Canada, Hong Kong, and New Zealand are assessed as being less burdensome. In the UK, US, Canada and Hong Kong, there is no direct criminal liability. In Canada, Hong Kong and New Zealand, there is “no explicit commentary from regulators regarding application of regime to cyber security”.
Increasingly, directors are being held responsible for governance and planning around the responsible use of AI, data governance, and the effect of AI on their workforce. For example, on 20 January 2026, the Australian Council of Superannuation Investors (ACSI) released the two-yearly update of its Governance Guidelines, which expressly convey guidelines for cyber security, diversity, director elections and re-elections, along with the role and structure of boards.
Consumer protection law
In the event of misleading or deceptive conduct, or in making false or misleading representations, the report assessed Australia as a “high-water mark”, with Canada and the UK deemed “comparably burdensome”.

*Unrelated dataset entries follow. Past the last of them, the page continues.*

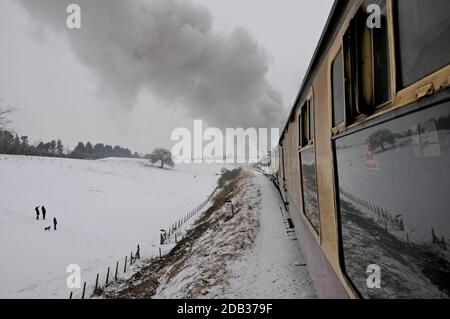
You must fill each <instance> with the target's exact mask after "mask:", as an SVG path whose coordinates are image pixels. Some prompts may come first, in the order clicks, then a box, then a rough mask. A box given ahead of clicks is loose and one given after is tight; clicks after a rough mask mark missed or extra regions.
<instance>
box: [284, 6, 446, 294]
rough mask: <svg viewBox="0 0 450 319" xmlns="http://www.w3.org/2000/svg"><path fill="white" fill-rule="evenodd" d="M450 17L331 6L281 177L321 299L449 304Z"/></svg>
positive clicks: (289, 136) (284, 191) (289, 140)
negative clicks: (370, 18) (417, 299)
mask: <svg viewBox="0 0 450 319" xmlns="http://www.w3.org/2000/svg"><path fill="white" fill-rule="evenodd" d="M373 4H377V5H378V8H380V20H379V22H380V25H377V24H376V23H375V24H370V23H369V24H368V23H367V21H368V19H370V17H371V11H370V10H369V9H370V8H371V6H372V5H373ZM449 12H450V2H449V1H447V0H427V1H425V0H397V1H393V0H377V1H374V0H372V1H366V0H361V1H354V2H348V1H336V2H335V4H334V6H333V11H332V14H331V15H330V18H329V20H328V23H327V26H326V29H325V31H324V33H323V35H322V38H321V42H320V43H319V46H318V49H317V50H316V53H315V56H314V58H313V61H312V63H311V66H310V69H309V71H308V74H307V75H306V78H305V80H304V83H303V84H302V88H301V90H300V92H299V95H298V98H297V101H296V103H295V105H294V107H293V110H292V112H291V115H290V117H289V120H288V123H287V124H286V127H285V129H284V132H283V134H282V137H281V139H280V149H281V150H280V152H279V156H280V170H279V172H278V180H279V183H280V185H279V186H280V189H281V192H282V194H283V196H284V200H285V201H286V202H288V203H289V205H288V207H289V210H290V213H291V216H292V218H293V220H294V223H295V225H296V231H297V234H298V236H299V240H300V242H301V245H302V249H303V252H304V254H305V257H306V258H307V260H308V268H309V271H310V273H311V276H312V277H313V280H314V283H315V285H316V288H317V290H318V292H319V294H320V296H321V297H325V298H348V297H350V298H358V297H363V298H448V297H449V294H450V252H449V251H450V200H449V197H448V194H449V193H450V164H449V163H450V89H449V85H450V36H449V34H450V22H449V21H450V19H448V13H449ZM375 22H376V21H375ZM370 275H372V277H369V276H370ZM378 275H379V276H378ZM378 278H379V279H380V281H378ZM368 279H369V280H368Z"/></svg>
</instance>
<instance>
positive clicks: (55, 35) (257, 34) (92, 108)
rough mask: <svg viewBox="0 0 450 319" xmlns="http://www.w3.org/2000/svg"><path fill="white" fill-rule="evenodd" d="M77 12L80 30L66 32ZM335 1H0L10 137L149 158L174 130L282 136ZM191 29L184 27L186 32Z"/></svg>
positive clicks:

The rationale was Australia’s broad liability regime for such conduct, which was also present for Canada. Hong Kong, comparably less burdensome, was considered to have a robust liability regime, and a lesser scope of prohibitions than Australia. Likewise, New Zealand imposes lesser penalties than Australia. All of the surveyed jurisdictions, except for the US, impose direct criminal liability; all except for Hong Kong impose direct civil liability, and none imposed deemed civil liability; only Australia, Canada, New Zealand and the UK impose accessorial civil liability; and only Canada imposes deemed criminal liability on officers and directors for certain offences; all jurisdictions except for the US allow for fault-based defences (knowledge, reliance), and only New Zealand and the US do not impose prison as a possible penalty.
All jurisdictions impose damages, all but Hong Kong and New Zealand impose civil penalty orders, and all but Hong Kong and the US provide for disqualification.